Lo que nos distingue de los que no creen es precisamente que amamos a los que no nos aman, y hacemos bien a los que no nos hacen bien a nosotros. Porque amar a los que nos aman y hacer el bien a los que nos hacen el bien a nosotros es lo que hacen todos sin ser seguidores de Jesús.
Dios es bueno con todos, también con los malvados y desagradecidos, así tenemos que actuar nosotros también
Al que te pegue en una mejilla, preséntale la otra; al que te quite la capa, déjale también la túnica. A quien te pide, dale; al que se lleve lo tuyo, no se lo reclames.
A esto inconscientemente nos resistimos, nos parece de tontos. Lo lógico es que, si uno te pega, te defiendas; si uno te quita lo tuyo, se lo reclames.
Pero ese no es el estilo de vida que Jesús pide a sus seguidores. Su estilo, y en lo que conocerán los demás que somos discípulos de Cristo, es que seamos capaces de olvidar, de perdonar, de hacer borrón y cuenta nueva con los que nos ofenden, con los que no nos quieren.
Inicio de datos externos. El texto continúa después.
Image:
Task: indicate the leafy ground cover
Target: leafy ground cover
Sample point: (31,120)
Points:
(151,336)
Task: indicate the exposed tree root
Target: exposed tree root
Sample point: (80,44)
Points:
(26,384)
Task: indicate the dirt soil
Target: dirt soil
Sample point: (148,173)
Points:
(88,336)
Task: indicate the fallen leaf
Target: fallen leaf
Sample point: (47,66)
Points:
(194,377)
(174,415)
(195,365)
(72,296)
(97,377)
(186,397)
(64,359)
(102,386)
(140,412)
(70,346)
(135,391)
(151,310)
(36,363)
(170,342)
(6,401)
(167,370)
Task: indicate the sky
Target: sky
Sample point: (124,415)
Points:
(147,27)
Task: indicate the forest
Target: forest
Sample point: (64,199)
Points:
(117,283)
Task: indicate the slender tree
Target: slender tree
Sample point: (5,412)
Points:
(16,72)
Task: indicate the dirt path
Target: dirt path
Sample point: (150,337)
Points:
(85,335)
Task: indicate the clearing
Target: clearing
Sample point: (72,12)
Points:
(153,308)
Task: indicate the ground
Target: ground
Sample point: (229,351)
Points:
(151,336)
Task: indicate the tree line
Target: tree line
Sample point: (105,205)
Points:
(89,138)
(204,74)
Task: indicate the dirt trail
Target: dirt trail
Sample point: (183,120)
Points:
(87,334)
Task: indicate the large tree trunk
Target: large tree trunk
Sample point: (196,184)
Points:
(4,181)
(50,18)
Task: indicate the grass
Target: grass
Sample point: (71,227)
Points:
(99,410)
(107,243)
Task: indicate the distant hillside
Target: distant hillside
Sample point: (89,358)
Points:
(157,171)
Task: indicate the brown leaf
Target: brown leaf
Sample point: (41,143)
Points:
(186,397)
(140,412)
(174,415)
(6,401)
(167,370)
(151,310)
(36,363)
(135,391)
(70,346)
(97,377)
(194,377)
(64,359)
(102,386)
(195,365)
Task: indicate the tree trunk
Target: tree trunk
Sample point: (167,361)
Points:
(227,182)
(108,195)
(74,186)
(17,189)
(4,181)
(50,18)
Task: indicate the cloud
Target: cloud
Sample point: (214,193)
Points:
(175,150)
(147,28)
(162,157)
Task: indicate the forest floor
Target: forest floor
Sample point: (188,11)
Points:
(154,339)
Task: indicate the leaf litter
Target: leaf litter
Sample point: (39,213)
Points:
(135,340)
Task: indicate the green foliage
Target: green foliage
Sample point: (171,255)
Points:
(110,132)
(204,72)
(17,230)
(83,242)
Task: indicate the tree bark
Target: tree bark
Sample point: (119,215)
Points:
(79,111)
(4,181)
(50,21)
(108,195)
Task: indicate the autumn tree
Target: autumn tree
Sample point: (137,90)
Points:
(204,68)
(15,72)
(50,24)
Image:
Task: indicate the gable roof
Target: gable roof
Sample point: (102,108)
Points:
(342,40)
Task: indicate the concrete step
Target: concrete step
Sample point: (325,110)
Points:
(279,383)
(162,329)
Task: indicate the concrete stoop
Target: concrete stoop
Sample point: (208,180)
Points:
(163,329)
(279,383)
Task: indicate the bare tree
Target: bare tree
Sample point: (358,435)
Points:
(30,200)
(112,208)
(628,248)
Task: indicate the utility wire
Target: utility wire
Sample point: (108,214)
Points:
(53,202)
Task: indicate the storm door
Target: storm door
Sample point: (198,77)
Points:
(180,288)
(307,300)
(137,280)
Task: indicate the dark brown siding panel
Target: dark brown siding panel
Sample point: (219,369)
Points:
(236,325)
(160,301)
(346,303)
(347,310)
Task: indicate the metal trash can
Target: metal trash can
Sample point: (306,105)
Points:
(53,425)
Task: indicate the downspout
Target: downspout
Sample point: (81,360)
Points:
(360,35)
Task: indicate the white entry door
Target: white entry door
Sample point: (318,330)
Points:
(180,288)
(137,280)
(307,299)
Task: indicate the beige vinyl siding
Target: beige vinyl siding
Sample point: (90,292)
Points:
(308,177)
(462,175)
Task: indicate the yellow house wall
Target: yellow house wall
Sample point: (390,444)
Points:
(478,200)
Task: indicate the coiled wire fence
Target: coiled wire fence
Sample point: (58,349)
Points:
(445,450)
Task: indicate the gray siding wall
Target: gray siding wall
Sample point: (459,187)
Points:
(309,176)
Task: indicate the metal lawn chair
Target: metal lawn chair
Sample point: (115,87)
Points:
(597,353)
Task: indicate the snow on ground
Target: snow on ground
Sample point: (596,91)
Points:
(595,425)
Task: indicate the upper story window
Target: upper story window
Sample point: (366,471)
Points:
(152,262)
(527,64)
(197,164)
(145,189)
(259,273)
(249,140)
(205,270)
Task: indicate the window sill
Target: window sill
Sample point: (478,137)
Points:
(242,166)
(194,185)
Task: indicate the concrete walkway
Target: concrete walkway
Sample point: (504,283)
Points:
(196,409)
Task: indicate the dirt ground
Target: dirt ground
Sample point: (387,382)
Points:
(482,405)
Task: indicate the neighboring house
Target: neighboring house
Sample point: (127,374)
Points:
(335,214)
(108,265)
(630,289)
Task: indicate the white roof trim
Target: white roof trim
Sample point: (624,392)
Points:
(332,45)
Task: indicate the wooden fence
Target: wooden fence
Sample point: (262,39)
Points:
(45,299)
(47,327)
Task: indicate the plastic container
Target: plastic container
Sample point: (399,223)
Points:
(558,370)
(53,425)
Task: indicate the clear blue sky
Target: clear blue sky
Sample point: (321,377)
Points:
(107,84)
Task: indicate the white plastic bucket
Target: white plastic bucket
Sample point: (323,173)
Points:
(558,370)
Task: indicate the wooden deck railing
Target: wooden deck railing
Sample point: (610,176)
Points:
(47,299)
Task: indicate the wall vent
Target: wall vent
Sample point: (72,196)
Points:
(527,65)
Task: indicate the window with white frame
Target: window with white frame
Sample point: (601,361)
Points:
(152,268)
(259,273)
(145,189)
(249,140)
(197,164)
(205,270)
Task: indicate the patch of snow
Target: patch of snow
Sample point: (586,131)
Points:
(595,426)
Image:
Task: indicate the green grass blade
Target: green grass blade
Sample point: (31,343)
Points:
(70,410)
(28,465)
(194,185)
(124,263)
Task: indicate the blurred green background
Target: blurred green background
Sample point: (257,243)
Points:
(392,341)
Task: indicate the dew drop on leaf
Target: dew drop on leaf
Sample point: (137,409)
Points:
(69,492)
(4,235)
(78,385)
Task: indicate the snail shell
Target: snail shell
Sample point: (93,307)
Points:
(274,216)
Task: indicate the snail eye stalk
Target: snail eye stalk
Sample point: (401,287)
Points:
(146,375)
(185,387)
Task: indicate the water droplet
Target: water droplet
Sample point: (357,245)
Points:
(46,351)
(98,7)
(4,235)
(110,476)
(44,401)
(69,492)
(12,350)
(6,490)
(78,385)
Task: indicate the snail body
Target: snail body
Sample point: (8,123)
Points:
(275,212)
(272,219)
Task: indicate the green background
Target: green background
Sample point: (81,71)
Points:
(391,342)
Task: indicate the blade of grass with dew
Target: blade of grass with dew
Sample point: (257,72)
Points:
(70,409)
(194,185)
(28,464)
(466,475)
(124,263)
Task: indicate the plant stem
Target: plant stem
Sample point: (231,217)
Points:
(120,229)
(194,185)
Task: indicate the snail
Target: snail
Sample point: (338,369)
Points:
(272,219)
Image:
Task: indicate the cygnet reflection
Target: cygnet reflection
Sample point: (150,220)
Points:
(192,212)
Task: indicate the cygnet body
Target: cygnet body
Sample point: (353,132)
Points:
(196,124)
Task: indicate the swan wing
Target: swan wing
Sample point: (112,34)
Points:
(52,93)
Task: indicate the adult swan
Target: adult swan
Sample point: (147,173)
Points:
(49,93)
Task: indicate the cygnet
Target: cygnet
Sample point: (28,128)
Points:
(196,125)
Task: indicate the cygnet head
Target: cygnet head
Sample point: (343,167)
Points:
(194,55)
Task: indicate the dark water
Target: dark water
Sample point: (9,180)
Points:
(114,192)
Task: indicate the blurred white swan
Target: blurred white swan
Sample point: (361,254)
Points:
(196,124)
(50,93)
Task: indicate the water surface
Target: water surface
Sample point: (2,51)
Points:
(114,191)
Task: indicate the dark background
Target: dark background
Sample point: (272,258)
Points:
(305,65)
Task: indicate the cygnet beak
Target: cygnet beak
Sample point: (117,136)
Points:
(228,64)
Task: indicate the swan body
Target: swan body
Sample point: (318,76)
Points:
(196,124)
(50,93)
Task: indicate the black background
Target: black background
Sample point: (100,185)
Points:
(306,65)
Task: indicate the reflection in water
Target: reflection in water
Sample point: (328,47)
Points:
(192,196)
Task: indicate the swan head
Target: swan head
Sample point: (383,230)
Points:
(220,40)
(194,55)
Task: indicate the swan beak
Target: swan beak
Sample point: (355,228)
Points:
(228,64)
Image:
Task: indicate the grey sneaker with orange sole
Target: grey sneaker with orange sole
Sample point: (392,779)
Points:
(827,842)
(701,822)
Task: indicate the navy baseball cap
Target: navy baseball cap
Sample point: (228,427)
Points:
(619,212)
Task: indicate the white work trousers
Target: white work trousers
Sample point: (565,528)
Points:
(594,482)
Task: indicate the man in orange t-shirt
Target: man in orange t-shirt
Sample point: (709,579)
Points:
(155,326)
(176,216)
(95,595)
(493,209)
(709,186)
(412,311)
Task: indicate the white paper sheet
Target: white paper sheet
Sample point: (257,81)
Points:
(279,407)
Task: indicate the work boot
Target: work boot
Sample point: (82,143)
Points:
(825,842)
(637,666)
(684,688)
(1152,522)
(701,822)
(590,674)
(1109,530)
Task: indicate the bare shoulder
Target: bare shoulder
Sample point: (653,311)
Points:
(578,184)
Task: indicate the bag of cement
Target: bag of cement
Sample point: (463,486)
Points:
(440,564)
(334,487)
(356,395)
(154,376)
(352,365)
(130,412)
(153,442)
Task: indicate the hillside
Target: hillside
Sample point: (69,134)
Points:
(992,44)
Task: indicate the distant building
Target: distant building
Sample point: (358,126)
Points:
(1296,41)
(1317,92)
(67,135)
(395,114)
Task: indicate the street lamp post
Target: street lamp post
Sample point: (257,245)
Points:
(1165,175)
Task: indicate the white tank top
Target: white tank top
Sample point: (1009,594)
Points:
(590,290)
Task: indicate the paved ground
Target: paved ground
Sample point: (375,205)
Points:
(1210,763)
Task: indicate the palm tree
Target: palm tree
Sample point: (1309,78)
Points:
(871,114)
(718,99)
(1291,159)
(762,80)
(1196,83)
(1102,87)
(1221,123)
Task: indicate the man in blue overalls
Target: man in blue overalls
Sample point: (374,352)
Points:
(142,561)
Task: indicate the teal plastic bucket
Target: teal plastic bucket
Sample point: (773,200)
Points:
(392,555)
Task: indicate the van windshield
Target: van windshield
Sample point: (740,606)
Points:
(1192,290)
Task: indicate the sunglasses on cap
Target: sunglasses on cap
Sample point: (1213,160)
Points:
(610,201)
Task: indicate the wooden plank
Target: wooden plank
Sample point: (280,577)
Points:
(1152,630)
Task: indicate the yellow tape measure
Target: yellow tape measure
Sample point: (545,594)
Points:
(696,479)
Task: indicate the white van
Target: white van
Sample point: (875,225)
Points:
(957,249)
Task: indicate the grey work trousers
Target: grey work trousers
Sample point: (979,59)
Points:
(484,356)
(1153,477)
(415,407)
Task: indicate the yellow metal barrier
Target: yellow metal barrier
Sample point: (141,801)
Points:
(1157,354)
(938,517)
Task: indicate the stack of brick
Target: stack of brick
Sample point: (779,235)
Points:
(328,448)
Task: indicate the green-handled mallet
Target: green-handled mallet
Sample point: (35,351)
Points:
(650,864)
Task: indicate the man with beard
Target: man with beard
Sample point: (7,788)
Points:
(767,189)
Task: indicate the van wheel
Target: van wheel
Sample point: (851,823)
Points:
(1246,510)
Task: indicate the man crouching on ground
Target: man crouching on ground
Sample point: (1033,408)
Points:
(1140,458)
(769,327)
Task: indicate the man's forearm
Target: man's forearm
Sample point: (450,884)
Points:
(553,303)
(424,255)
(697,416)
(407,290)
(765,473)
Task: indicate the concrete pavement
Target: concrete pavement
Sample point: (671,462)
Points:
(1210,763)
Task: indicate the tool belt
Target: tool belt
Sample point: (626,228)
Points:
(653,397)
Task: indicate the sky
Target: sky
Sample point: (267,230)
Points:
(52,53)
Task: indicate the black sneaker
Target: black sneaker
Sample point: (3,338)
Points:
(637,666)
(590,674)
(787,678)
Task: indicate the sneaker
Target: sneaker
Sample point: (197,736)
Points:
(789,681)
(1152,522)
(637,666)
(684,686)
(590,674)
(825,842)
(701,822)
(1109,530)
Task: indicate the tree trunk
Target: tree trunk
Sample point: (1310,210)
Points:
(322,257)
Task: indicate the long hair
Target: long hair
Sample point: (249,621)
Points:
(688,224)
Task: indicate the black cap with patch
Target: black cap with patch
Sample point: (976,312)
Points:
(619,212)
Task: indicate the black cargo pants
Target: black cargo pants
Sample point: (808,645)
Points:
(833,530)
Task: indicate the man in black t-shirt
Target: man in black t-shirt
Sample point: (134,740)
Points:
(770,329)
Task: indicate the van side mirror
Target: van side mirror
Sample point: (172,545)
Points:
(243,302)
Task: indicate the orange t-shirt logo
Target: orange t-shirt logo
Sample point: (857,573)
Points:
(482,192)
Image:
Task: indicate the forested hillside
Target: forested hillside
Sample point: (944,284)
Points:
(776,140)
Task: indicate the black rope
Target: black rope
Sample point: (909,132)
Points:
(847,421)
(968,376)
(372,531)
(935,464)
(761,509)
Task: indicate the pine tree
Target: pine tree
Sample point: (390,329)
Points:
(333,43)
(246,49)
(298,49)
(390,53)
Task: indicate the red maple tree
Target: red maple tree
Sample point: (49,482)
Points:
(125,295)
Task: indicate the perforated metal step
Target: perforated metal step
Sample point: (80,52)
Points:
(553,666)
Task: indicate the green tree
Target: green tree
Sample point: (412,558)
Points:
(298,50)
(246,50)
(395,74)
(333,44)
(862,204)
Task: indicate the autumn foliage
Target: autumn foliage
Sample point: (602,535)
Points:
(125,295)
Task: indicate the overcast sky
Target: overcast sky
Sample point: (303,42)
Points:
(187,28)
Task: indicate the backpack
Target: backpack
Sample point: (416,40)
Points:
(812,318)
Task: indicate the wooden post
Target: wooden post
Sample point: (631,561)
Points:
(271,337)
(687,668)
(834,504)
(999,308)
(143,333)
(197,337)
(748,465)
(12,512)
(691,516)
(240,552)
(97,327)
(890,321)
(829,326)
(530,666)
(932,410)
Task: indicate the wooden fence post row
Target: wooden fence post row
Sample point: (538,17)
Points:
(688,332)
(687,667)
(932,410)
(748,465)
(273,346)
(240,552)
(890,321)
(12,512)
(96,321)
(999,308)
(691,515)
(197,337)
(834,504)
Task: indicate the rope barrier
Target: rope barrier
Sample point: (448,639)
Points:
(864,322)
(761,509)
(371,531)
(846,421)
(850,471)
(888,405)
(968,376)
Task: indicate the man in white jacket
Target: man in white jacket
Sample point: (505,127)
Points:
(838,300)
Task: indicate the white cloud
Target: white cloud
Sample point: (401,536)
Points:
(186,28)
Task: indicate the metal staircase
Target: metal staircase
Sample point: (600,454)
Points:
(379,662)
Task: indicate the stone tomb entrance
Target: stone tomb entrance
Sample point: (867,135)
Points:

Si la señal de cristiano es el amor. Si el mandamiento nuevo consiste en amarnos unos a otros como Él nos ha amado, el amor se concreta en el perdón, en olvidar y perdonar las ofensas porque, donde no hay perdón, no hay amor.
El amor se concreta en el perdón, en olvidar y perdonar las ofensas
«Tratad a los demás como queréis que ellos os traten». Esta debe ser la norma principal de nuestra conducta. Si queremos que los demás nos comprendan, nosotros debemos comprenderlos a ellos; si queremos que los demás nos amen, tenemos que amarlos; si queremos que los demás nos perdonen, tenemos que perdonarlos; si queremos que los demás no nos juzguen, hemos de no juzgarlos nosotros a ellos.
Cristo nos pone a Dios como modelo a quien imitar y nos dice: «Amad a vuestros enemigos, haced el bien y prestad sin esperar nada; será grande vuestra recompensa y seréis hijos del Altísimo, porque él es bueno con los malvados y desagradecidos».
Dios es bueno con todos, también con los malvados y desagradecidos, así tenemos que actuar nosotros también. Solo cuando lo hagamos seremos de verdad hijos del Altísimo.
Sed compasivos como vuestro Padre es compasivo; no juzguéis, y no seréis juzgados; no condenéis, y no seréis condenados; perdonad, y seréis perdonados; dad, y se os dará.
Ser compasivos es compadecerse de los fallos, los pecados y las debilidades de los demás, como Dios hace con nosotros, que nos perdona, se compadece de nosotros cuando nosotros le pedimos perdón de nuestros pecados.
No juzgar a los demás es no juzgar, no es juzgar a todo el que se nos presente y condenarlo sin compasión alguna, porque decimos que se lo merece, o porque nos cae mal, o porque nos ha hecho lo que sea que no nos ha gustado, o porque somos así. Lo que Cristo ha querido decirnos cuando habla de ser compasivos, de no juzgar, de perdonar, de dar, es eso, y sin rebajas.
La generosidad con los demás debe llevarnos a saberlos perdonar, a dar de lo nuestro porque solo así se hará lo mismo con nosotros.
El pasaje del sermón de la montaña no tiene desperdicio, ni permite rebajas. Hemos de tratar de vivirlo, aunque no lo consigamos a la primera intención, será cuestión de intentarlo, e ir poco a poco, pero avanzando para que sea una realidad en nuestra vida.